Timing Rack Middlewares with metaprogramming, recursive monkey-patching, and a sprinkle of statistics
Analysing performance of your Rails or Sinatra app is easy enough with New Relic, but figuring out whether the soft outer shell of your stack is under-performing is more of a challenge. We’ve written rack-timer to figure things out.
The most typical tool Ruby web stacks use to monitor runtime performance is New Relic. It does a great job at spotting what happens inside transactions, which database queries are slow, etc. It also reports on something called queue time, as the infamous green slab at the bottom of its graphs.
Misleadingly, queue time it not request queuing: it’s the delay between when a requests hits your web frontend (Apache, NGinx) and the beginning of your action. Thus, it includes three things:
- time spent in your HTTP dispatcher (Passenger, Unicorn)
- time spent in your Rack middlewares
- time spent in
before/after_filters(if using Rails).
We had a hunch that something was awry in the outer layers of our stack, and neither New Relic nor any beautiful gem gave us any intel.
rack-timer aims at solving that by providing timings for dispatch time and middlewares.
It works in a borg-like way: add it to the top of your middleware stack (if
using Rails, even before
Rack::Lock), and it will “assimilate” every other
middleware by injecting its code recursively into every other middleware.
RackTimer::Middleware initializer looks like this:
def initialize(app) @app = app self.extend(Borg) end
Starting the chain reaction, it injects the
Borg in itself. Then, once the
middleware if part of the “collective” (simplified code):
module Borg def self.extended(object) object.singleton_class.class_eval do alias_method :call_without_timing, :call alias_method :call, :call_with_timing end object.instance_eval do recursive_borg end end def recursive_borg @app.extend(Borg) end
Borg wraps the
call method of each middleware it’s injected into with
time logging, then injects itself in the next middleware down the stack
At runtime, the
call wrappers will transparently call the original
then output timing information.
Within our biggest application, we let 40 out of 520 workers work with the
place until they’d collected information about 10,000 requests—enough to provide
us with statistically significant data.
rack-timer defaults, logs go to standard error, i.e.

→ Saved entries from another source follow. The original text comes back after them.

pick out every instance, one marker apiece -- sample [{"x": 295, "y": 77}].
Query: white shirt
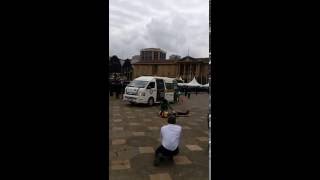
[{"x": 170, "y": 136}]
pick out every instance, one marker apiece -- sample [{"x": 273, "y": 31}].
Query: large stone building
[
  {"x": 187, "y": 67},
  {"x": 152, "y": 54}
]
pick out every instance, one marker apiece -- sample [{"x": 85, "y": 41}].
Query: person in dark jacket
[{"x": 170, "y": 139}]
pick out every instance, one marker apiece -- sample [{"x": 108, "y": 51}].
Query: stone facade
[{"x": 187, "y": 67}]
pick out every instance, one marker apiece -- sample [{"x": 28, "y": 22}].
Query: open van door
[{"x": 160, "y": 89}]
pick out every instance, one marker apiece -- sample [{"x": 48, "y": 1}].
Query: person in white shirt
[{"x": 170, "y": 138}]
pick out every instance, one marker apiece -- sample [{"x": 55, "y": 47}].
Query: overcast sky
[{"x": 173, "y": 25}]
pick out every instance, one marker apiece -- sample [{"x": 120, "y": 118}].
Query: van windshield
[{"x": 138, "y": 84}]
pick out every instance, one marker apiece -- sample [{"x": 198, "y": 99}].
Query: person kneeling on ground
[{"x": 170, "y": 139}]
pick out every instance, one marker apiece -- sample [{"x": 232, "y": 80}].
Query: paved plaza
[{"x": 134, "y": 132}]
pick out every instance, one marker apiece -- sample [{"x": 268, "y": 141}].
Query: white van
[{"x": 150, "y": 90}]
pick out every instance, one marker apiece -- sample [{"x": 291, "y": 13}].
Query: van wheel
[{"x": 151, "y": 101}]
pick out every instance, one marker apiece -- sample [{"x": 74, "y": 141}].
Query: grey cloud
[{"x": 173, "y": 26}]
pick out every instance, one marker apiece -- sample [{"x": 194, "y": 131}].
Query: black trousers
[{"x": 166, "y": 152}]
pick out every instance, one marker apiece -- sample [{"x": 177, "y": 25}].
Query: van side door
[
  {"x": 151, "y": 90},
  {"x": 160, "y": 89}
]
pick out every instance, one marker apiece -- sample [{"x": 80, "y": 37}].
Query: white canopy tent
[{"x": 206, "y": 85}]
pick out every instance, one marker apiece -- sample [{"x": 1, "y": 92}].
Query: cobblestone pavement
[{"x": 134, "y": 135}]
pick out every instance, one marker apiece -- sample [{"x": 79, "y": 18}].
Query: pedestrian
[
  {"x": 170, "y": 135},
  {"x": 164, "y": 107}
]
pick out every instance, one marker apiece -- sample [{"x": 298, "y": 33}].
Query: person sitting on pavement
[{"x": 170, "y": 138}]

Apache’s
error.log. We grabbed those, grep’d for the timer’s output, whipped some
sed(1) magic along the lines of
$ bzcat error.web[1-4].bz2 | \ grep '^\[rack-timer\]' | \ sed -e 's/^.rack-timer. //; s/ took /,/; s/ us$//' \ > middlewares.csv
and voilà, raw data ready to be digested. Good old Excel then graphed the middleware timings for us:
The reason we graph both median and mean is that the latter is sensitive to outliers, whereas the median is a “robust metric”. A significant discrepancy between the two usually hints either at a skewed, non-normal distribution, or more typically presence of extreme outlier.

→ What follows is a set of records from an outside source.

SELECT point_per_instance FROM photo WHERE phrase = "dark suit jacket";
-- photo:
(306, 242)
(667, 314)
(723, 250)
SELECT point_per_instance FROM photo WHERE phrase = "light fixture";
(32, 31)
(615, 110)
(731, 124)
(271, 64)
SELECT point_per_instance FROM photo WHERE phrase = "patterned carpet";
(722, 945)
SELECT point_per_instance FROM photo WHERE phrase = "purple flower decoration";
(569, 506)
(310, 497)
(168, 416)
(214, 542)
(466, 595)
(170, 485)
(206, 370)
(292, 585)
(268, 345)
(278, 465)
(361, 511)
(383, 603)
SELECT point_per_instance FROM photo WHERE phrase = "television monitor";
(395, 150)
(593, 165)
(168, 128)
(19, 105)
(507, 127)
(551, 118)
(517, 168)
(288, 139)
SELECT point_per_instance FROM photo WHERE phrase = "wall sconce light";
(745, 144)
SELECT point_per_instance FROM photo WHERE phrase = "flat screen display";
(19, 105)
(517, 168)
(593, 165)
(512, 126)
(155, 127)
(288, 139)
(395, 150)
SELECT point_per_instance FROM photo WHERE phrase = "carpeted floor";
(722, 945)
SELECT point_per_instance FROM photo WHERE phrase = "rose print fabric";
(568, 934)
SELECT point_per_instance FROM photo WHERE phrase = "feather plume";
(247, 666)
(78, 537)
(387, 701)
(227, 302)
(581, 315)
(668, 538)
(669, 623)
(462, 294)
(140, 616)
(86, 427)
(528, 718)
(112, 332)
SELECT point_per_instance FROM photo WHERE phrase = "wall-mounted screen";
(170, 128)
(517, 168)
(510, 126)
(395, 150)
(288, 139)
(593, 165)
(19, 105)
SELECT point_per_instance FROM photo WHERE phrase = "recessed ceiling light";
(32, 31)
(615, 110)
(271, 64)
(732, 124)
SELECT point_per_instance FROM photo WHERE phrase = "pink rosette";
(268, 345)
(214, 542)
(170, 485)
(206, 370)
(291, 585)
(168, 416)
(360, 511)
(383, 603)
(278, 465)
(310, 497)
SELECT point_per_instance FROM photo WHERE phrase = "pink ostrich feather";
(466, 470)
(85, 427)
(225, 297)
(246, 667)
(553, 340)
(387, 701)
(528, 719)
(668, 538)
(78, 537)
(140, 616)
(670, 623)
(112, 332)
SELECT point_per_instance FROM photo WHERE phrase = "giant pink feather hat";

None of this is visible here. Not only the middleware all respond consistently, but the aggregate median time spent in middlewares is (despite their number) a low 7.5ms.
Note the left-most pair of bars in that graph—that’s the tail of the middleware chain, i.e. the application itself (including filters).
Moving on to the queue timings, we can apply more
sed magic. This time
Excel doesn’t cut it, but R is probably an old
friend to anyone serious with performance analysis, and stats in general.
Distribution of the queueing timings used to look like this:
This is clearly bimodal: the left mode (clustered around 1ms) is expected. Passenger does need to do some work do move requests around, and 1ms is fine.
The second mode is much more worrisome: its overall area (i.e. the overall number of requests spent in that failure mode) is about half of the total, and it’s fairly progressive (not a nice bell curve at all), hinting at some kind of step/non-linear phenomenon.
The conclusion was that something what causing progressively more queuing in some cases.
That’s when we remembered that
- We’d added out-of-band garbage collection to relieve the Ruby VM back in the 1.8 days
- We’d recently upgraded Passenger to 3.0+
It turned out our out-of-band garbage collection hack (based on rack_after_reply) was no longer compatible with Passenger: what used to be run out-of-band was now run in-band with th next request on a particular worker.
Removing the out-of-band garbage collection solved the issue:
On top of that we’ve cut our average response time by a further 15 to 20%, and obviously suffer less from the spikiness in response time due to random GC hits.
And finally, having a proper excuse to write an arguably dangerous metaprogramming / recursive monkey-patching combo was fun!